Corporate statements released months ago – expressing the businesses’ concerns over Xinjiang’s forced labour risks and saying they did not source cotton from Xinjiang – were dug up and translated into Chinese, fanning calls for a nationwide boycott.
Swedish retailer H&M was one of the hardest-hit brands with its name being removed from Chinese e-commerce and other retail apps while its stores in a number of cities, including Urumqi and Jinan, were closed.
The Chinese government, however did not directly attack any foreign brands.
Nike and Adidas also appeared to be trading as normal in China on Sunday. The brands could still be found on major Chinese online platforms such as Taobao and JD.com despite some web users calling for a complete boycott of all the brands involved in the Xinjiang cotton controversy.
A sale offering the latest women’s Nike shoes for 699 yuan (US$107) on Friday night at the brand’s online store in Tmall attracted 350,000 subscribers and the product sold out instantly. Tmall and Taobao’s owner Alibaba also owns the South China Morning Post.
Meanwhile, Soccer News reported that the state-backed China Football Association had “internally” condemned Nike for its stance on Xinjiang cotton but had not cut its 10-year contract with the sportswear company. Nike has also signed similar deals with a number of professional soccer clubs in China.

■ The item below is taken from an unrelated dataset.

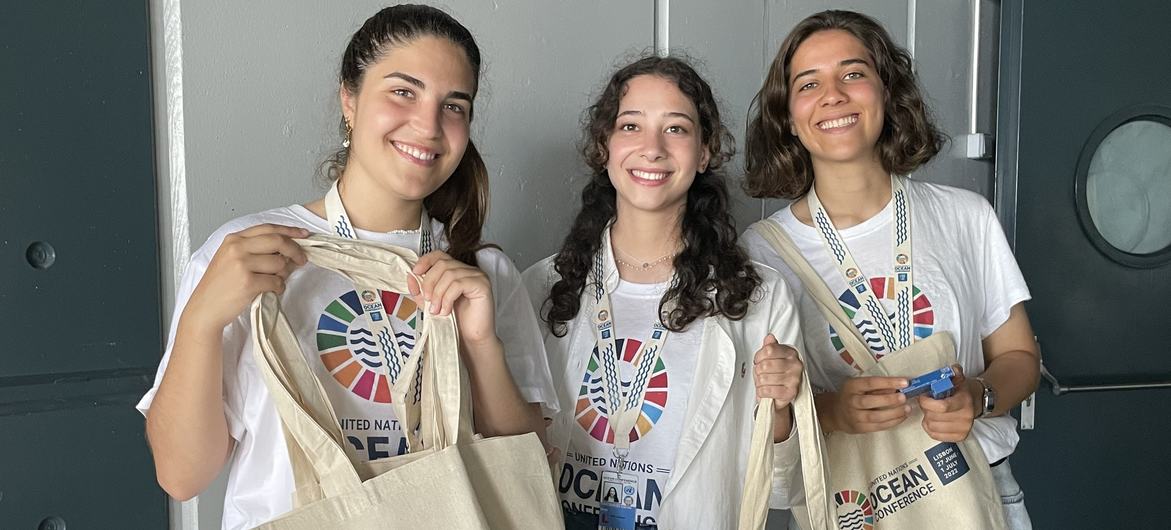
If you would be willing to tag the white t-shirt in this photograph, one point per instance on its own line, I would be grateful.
(327, 316)
(656, 435)
(966, 281)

Also on Saturday, the state broadcaster China Central Television shifted the focus onto the US government, by accusing Washington and related non-profit organisations of manipulating the Better Cotton Initiative, a non-profit group based in Geneva, into suspending its licensing of Xinjiang cotton citing forced labour risks.
Separately, Premier Li Keqiang visited a BASF plant in Nanjing on Friday, a German-Chinese joint venture that produces certain chemicals used by Nike and Adidas.
Pictures and short videos of Li’s visit were uploaded and widely shared on Chinese social media, although China’s official media and government website did not mention Li’s visit. According to videos and photos taken at the plant, Li was accompanied by BASF senior executives as he encouraged the joint-venture to invest more in China to qualify for more taxation benefits.